Making an Authorizing Decision When It Matters
Authorizer decisions are rarely simple and always present risk.
When deciding whether to authorize a new charter school to open, an authorizing team is required to comb through an intricate plan to reveal the presence of essential details and to assess whether the team of educators possesses sufficient experience to complete the plan and open a high-quality school for students, families, and the greater community …not simple at all.
So how do authorizers make the right decision when the information is complex and when the outcome really matters? Formal decision-making policies and frameworks can make the process and the final decisions more comprehensive, more consistent, and more credible.
What is a decision-making policy and framework?
A decision-making policy defines the goals of every decision, the standard, the criteria upon which decisions will be made, and the consequences of decisions. A decision-making framework (used in tandem with the policy) is a guide that helps decision makers put the policy into action and make decisions in alignment with the policy. The establishment and use of these tools helps an organization function with consistent fidelity to its mission, and protects it from public scrutiny by ensuring that decisions affecting schools and students are made with transparency, in accordance with guiding principles.
Decision-Making at SUNY Charter Schools Institute
The SUNY Charter Schools Institute in New York publishes its charter renewal policy and benchmarks online for anyone—school leaders, charter operators, the general public—to read in full. These documents explain the role of the SUNY Trustees in deciding whether to renew a school’s charter, the standard of success a school must meet, and what happens if a school does not meet expectations.
What makes a decision-making policy and framework effective?
Evidence-based criteria. A successful decision-making policy and framework are evidence-based and comprehensive, meaning that they examine multiple factors—both quantitative and qualitative—and utilize multiple sources of information.
Wiggle room. The policy must leave room for some discretion in extenuating circumstances. An atypical school, for example, should be evaluated on student outcomes but should not be penalized for innovative approaches that were not considered upon the drafting of policy documents and decision-making frameworks.
Access and availability. Strong policies and frameworks are built in advance and made available to all stakeholders. If a district or authorizer tries to plan and implement a framework at the same time, they risk damaging the public perception of their decisions because schools and operators may (rightfully) protest that they were unaware of the expectations or did not have enough time to meet them.
The benefits of establishing a decision-making policy and framework are rooted in transparency.
Improved processes. Transparency ensures that everyone understands the expectations and can work to meet them. When charter school leaders and operators understand the exact expectations they must meet, they can design the school and monitor its progress to meet the requirements.
Protection and credibility. Transparency builds trust and makes the decisions more credible. When parents and community members can see that a school is being closed because it did not meet certain expectations, the decision is easier to accept (and support).
Fidelity to established principles. Transparency makes processes more consistent and less subjective. When new staff members join the authorizing team, they can make decisions in a way that is consistent with the organization’s agreed-upon intent.
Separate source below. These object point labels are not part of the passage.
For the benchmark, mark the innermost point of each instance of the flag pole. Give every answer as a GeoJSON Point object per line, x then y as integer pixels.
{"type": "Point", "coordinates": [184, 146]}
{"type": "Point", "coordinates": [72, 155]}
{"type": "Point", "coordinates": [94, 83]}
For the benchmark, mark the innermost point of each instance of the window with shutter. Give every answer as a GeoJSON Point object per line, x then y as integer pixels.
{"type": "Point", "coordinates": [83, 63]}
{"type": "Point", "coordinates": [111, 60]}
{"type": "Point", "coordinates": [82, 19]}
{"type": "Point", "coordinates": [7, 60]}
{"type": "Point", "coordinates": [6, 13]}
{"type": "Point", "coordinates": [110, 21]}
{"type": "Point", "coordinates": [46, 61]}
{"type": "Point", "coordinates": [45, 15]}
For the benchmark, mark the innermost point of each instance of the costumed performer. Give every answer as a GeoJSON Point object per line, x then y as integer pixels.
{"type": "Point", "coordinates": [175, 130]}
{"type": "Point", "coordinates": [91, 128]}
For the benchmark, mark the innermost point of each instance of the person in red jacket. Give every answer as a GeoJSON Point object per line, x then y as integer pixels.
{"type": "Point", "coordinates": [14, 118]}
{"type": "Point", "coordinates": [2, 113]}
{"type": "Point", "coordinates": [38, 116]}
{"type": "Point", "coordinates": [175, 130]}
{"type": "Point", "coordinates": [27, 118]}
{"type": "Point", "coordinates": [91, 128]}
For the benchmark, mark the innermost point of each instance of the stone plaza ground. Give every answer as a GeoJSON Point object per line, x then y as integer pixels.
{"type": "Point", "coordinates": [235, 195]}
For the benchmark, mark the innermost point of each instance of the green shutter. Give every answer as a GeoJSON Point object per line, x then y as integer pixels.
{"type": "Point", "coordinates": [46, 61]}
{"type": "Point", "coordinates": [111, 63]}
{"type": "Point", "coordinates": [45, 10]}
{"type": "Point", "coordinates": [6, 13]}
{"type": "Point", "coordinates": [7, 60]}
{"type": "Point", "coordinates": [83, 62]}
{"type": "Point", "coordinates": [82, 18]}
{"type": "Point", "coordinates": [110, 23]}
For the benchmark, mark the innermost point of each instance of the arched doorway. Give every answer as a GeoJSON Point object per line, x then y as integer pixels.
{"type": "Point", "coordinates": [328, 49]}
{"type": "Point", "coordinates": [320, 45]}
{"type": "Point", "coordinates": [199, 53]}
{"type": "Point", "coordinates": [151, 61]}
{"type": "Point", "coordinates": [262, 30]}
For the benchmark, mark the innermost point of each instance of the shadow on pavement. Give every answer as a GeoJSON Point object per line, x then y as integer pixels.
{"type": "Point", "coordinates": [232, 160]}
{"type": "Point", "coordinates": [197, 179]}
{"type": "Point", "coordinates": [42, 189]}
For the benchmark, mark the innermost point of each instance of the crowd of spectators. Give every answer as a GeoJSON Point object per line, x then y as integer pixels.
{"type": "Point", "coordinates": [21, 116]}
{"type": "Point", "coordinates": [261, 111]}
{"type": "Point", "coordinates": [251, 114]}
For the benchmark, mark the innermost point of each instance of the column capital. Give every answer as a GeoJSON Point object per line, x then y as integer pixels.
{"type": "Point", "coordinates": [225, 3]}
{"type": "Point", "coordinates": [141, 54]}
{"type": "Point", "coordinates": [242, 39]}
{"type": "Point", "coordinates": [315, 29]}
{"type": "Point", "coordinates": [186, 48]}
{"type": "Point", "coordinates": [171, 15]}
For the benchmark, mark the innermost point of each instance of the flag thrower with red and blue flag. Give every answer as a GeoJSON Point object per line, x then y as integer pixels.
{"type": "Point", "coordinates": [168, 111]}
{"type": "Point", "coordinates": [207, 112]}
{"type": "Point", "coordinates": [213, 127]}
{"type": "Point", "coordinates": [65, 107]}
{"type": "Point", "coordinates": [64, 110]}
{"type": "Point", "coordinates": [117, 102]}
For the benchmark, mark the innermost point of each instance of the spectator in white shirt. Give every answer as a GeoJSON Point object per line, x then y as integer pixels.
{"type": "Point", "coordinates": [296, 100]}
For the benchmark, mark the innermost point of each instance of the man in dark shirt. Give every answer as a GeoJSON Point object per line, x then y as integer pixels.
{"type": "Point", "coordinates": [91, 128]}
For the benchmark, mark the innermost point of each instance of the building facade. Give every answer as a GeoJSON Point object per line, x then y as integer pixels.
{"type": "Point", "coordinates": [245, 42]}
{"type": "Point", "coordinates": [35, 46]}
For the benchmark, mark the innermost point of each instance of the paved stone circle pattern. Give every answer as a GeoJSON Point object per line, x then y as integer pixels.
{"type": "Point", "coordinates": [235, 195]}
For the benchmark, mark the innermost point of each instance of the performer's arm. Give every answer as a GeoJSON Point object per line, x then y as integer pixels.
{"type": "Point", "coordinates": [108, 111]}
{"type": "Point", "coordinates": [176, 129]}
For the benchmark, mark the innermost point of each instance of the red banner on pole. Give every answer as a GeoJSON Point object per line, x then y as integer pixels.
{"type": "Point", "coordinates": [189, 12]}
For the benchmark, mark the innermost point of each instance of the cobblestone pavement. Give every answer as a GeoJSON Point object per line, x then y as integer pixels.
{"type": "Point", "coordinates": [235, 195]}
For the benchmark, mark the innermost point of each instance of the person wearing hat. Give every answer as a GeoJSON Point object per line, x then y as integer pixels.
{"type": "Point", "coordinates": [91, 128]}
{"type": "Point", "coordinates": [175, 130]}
Effective Decision-Making in Action
SUNY Charter Schools Institute’s decision-making framework anticipates nuances and balances high standards with discretion. Without relying on a points system, the framework weighs qualitative and quantitative evidence. If a school has met all quantitative student outcome goals, the school’s qualitative indicators carry less weight. But, if a school has a mixed record of quantitative student success, SUNY Trustees are prompted to look much more closely at qualitative indicators.
As a long-term partner to SUNY, SchoolWorks has helped the Institute evolve and refine its oversight processes to more efficiently collect information about school performance through enhanced tools, staff training, and on-site implementation feedback.
Where to Begin
Decision-making policies and frameworks are critical to fostering transparency, consistency, and credibility in high-stakes decisions. The design process begins with an evaluation of existing tools and policies, proceeds with guided stakeholder input, and culminates with tools and policies that create efficiencies, ensure consistency, and provide invaluable ongoing protection for the organization. And the best reward for this effort? A high-quality framework that frees the organization’s decision makers from the emotion and politics inherent to its decisions.
As former Secretary of State George C. Marshall once said, “Don’t fight the problem, decide it.”